Derzeit tagen zwei Nationalversammlungen
Heute ist Venezuela, das wegen seiner Erdölvorkommen einst ein reiches Land war, nicht nur wirtschaftlich komplett am Boden und verarmt, sondern politisch und gesellschaftlich zutiefst geteilt. Oppositionelle werden politisch verfolgt, während gleichzeitig die Radikalisierung auf beiden Seiten zugenommen hat. Der Versuch der Opposition, mit der Ernennung von Guaidó und dessen Anerkennung durch zahlreiche Regierungen – allen voran den Vereinigten Staaten – die Armee auf ihre Seite zu ziehen und Maduro in die Knie zu zwingen, ist gescheitert.
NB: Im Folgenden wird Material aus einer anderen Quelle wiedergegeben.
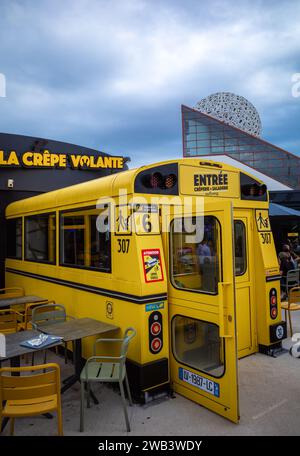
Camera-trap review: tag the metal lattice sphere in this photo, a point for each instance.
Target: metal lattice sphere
(232, 109)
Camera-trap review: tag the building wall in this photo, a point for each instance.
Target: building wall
(29, 181)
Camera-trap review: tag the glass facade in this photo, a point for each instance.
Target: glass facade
(204, 135)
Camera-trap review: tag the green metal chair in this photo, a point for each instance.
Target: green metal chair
(102, 368)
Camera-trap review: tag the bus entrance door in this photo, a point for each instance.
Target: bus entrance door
(203, 345)
(245, 308)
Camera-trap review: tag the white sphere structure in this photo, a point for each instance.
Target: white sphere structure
(232, 109)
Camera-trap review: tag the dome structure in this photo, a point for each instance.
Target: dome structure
(232, 109)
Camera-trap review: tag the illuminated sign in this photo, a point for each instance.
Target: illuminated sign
(47, 159)
(209, 182)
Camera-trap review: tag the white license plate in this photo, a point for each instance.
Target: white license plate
(199, 382)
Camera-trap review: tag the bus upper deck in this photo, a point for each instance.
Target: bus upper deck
(125, 249)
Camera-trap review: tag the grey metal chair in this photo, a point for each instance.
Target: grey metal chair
(103, 368)
(47, 315)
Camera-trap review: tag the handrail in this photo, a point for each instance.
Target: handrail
(221, 286)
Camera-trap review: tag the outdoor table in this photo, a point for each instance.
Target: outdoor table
(14, 351)
(19, 301)
(75, 330)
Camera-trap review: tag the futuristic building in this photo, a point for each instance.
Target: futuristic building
(227, 124)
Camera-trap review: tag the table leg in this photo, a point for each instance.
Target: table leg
(78, 366)
(14, 362)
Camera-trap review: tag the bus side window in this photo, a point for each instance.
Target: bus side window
(240, 248)
(85, 240)
(40, 238)
(14, 238)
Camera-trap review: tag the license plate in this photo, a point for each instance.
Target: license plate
(199, 382)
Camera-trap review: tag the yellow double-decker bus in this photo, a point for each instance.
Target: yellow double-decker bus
(181, 250)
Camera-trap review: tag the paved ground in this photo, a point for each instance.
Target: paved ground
(269, 405)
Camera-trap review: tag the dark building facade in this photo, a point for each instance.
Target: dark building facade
(30, 166)
(205, 135)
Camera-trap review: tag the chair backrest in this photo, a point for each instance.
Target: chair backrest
(29, 309)
(292, 277)
(14, 292)
(14, 386)
(294, 295)
(48, 314)
(8, 321)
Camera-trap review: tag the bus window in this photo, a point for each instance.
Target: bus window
(14, 238)
(196, 266)
(197, 344)
(40, 238)
(240, 247)
(82, 244)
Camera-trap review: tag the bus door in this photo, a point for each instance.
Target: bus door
(245, 309)
(203, 346)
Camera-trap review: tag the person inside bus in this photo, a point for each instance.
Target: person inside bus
(286, 263)
(203, 251)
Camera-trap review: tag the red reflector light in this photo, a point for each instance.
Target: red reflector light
(155, 328)
(155, 180)
(274, 312)
(156, 344)
(170, 180)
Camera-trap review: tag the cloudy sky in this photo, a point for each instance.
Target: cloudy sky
(112, 74)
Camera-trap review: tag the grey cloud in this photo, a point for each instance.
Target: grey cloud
(112, 75)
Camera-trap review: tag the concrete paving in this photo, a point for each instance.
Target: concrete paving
(269, 405)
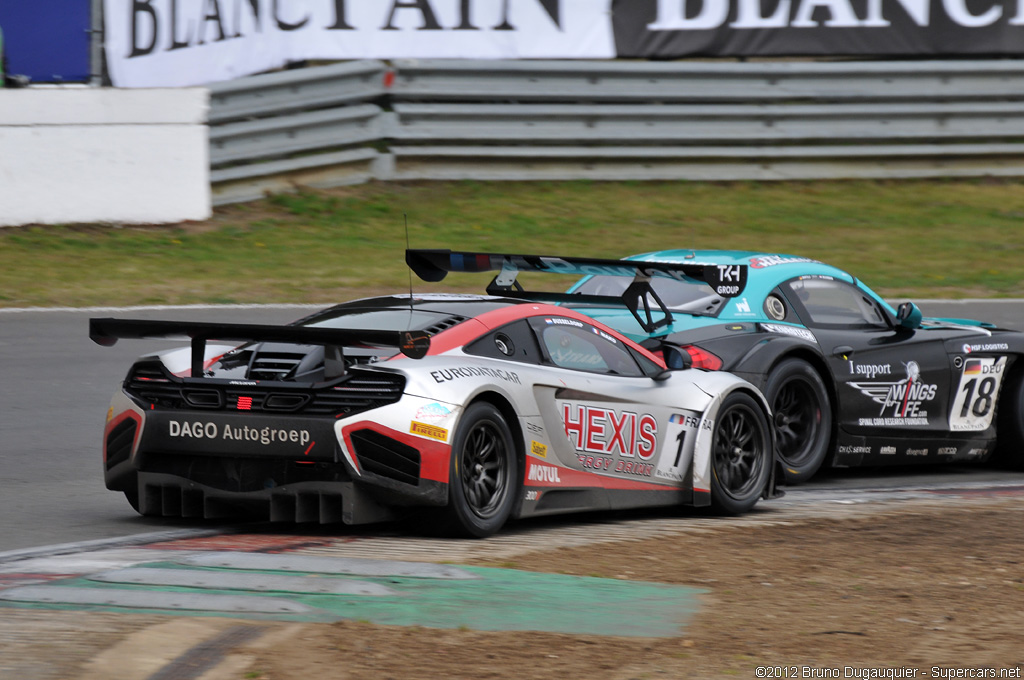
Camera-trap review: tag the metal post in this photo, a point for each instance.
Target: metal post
(96, 43)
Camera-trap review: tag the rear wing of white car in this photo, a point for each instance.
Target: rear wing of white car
(105, 332)
(724, 280)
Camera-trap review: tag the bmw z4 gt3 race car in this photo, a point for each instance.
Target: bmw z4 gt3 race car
(479, 407)
(851, 381)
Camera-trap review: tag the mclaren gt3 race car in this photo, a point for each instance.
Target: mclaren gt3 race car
(851, 381)
(478, 407)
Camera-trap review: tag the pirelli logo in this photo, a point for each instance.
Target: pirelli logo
(431, 431)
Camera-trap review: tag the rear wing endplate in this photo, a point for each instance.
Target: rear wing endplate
(724, 280)
(105, 332)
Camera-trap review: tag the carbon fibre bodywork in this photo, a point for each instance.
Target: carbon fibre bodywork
(851, 380)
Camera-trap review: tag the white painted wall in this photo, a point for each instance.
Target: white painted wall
(100, 155)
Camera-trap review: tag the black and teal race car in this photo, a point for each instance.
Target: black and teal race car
(851, 380)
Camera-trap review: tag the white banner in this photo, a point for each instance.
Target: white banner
(169, 43)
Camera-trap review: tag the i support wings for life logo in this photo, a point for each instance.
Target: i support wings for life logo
(901, 400)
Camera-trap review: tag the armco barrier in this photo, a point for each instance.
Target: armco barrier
(312, 126)
(619, 120)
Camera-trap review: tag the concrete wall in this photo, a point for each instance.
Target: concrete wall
(99, 155)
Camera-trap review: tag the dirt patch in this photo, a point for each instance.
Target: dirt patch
(889, 595)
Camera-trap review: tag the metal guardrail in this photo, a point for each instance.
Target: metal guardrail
(615, 120)
(446, 80)
(301, 89)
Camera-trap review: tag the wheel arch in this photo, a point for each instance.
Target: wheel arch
(761, 365)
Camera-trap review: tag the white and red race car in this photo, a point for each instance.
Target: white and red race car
(479, 408)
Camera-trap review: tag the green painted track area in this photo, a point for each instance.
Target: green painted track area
(316, 589)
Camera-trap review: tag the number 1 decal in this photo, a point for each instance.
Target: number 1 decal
(678, 448)
(975, 400)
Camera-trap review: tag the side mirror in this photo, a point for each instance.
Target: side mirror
(908, 315)
(676, 358)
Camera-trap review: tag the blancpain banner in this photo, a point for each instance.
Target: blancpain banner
(167, 43)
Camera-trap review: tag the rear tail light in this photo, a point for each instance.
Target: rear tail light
(702, 358)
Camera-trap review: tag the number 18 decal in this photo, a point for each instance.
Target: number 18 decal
(975, 401)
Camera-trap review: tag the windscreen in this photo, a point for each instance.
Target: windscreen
(692, 298)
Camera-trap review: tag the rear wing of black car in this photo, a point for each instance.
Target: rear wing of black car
(105, 332)
(724, 280)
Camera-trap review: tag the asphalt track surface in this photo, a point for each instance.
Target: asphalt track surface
(56, 386)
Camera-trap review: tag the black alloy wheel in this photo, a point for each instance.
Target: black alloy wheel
(802, 418)
(741, 455)
(482, 472)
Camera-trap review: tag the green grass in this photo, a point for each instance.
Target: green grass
(921, 240)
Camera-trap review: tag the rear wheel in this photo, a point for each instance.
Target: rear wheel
(741, 455)
(482, 473)
(1010, 424)
(802, 418)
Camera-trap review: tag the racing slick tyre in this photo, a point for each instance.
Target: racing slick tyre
(1010, 424)
(482, 473)
(802, 418)
(741, 455)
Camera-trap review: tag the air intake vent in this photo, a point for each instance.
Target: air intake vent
(273, 366)
(150, 384)
(363, 390)
(203, 398)
(385, 457)
(444, 325)
(119, 442)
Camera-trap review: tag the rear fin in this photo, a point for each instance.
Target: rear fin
(724, 280)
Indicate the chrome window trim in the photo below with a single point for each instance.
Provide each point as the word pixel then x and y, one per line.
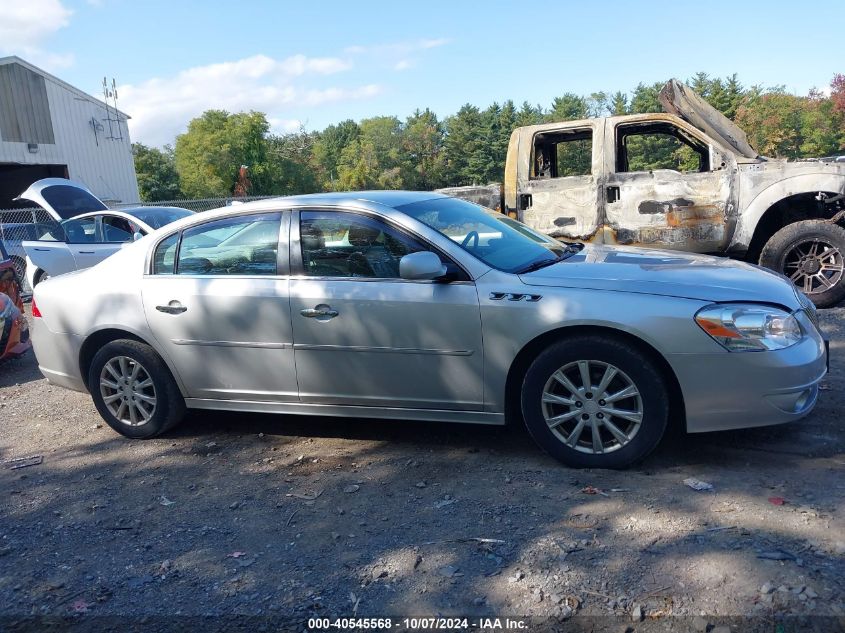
pixel 282 257
pixel 296 265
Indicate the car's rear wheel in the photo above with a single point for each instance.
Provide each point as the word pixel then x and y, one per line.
pixel 595 402
pixel 40 275
pixel 812 254
pixel 133 390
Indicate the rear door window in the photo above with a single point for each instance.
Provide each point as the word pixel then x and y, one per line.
pixel 243 245
pixel 81 231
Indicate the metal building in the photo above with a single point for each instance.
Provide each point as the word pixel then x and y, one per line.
pixel 49 128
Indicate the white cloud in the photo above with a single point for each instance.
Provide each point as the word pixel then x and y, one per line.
pixel 397 55
pixel 161 107
pixel 25 26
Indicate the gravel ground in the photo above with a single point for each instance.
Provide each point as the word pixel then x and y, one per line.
pixel 286 517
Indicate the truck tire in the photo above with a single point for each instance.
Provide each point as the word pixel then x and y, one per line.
pixel 812 254
pixel 133 390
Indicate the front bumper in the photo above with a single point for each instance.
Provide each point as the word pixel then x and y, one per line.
pixel 734 390
pixel 57 354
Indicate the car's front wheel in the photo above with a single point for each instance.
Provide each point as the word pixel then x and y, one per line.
pixel 595 402
pixel 133 390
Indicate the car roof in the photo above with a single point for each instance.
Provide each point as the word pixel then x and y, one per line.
pixel 385 198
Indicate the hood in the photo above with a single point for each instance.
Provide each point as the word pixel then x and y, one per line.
pixel 667 273
pixel 680 100
pixel 62 198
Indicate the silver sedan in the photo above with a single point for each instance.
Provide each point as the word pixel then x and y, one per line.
pixel 418 306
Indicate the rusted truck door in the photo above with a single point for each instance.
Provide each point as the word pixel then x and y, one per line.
pixel 560 195
pixel 667 187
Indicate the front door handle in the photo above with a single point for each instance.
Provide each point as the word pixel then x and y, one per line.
pixel 174 307
pixel 322 312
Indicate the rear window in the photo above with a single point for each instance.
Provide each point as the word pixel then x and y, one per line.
pixel 69 201
pixel 157 218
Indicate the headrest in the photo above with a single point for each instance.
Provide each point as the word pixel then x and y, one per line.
pixel 361 235
pixel 312 238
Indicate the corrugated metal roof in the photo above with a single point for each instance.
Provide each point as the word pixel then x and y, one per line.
pixel 14 59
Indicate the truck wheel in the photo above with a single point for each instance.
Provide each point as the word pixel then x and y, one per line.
pixel 594 402
pixel 811 254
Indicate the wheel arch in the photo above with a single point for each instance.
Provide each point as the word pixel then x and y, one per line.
pixel 766 213
pixel 95 340
pixel 530 351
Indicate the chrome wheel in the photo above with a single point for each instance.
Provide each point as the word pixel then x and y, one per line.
pixel 592 407
pixel 814 266
pixel 128 391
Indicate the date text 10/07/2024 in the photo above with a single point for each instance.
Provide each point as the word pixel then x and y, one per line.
pixel 417 624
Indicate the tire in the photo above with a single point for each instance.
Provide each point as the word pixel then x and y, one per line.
pixel 819 273
pixel 640 417
pixel 138 418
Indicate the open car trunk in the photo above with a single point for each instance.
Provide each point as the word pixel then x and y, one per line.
pixel 679 99
pixel 62 198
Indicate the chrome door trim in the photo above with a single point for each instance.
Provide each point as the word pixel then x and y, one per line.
pixel 257 344
pixel 382 350
pixel 353 411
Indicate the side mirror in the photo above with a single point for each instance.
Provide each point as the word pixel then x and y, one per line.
pixel 421 265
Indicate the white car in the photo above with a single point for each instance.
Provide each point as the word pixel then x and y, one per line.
pixel 87 231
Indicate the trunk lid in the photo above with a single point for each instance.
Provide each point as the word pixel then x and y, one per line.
pixel 679 99
pixel 61 198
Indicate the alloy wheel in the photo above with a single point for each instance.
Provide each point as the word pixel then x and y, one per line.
pixel 592 406
pixel 128 391
pixel 814 266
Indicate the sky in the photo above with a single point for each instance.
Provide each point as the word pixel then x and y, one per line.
pixel 312 64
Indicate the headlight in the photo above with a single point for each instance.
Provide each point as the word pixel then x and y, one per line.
pixel 747 327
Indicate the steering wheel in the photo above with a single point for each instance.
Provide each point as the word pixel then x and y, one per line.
pixel 472 236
Maduro hat nicht nur die Kontrolle über die Armee, sondern auch über das Oberste Gericht, das kürzlich einen neuen Wahlrat ernannte, obwohl diese Kompetenz eigentlich der Nationalversammlung zusteht. Der letzte Schlag gegen die Opposition erfolgte im Januar, als die Nationalversammlung unter Ausschluss zahlreicher Oppositionsvertreter einen regierungsnahen Abgeordneten – und nicht Guaidó – zum Parlamentspräsidenten wählte. In einer zweiten Versammlung wurde Guaidó gewählt. Seither tagen zwei Nationalversammlungen mit unterschiedlichen Präsidenten.
Die Opposition ist geschwächt und droht mit der Parlamentswahl ihre letzte Bastion zu verlieren. Nach dem gescheiterten Umsturzversuch sind zudem viele Regierungen auf Distanz zum Parlament gegangen, denn de facto hat es keine Entscheidungsgewalt in Venezuela.
Ein Gerichtsentscheid in Großbritannien gibt dem Gegenspieler Maduros nun wieder etwas Legitimität und vor allem Macht – auch um Verhandlungen zu erzwingen: Am Donnerstag urteilte ein Londoner Gericht, dass die britische Regierung Guaidó als Präsidenten anerkenne, womit er die Kontrolle über die in der Bank of England gehorteten venezolanischen Goldreserven hätte. Die venezolanische Zentralbank war in London vor Gericht gegangen, um Goldbarren im Wert von einer Milliarde Dollar aus ihren Reserven zu liquidieren. Der Regierung fehlen Devisen für den Kauf von Lebensmitteln und Medikamenten.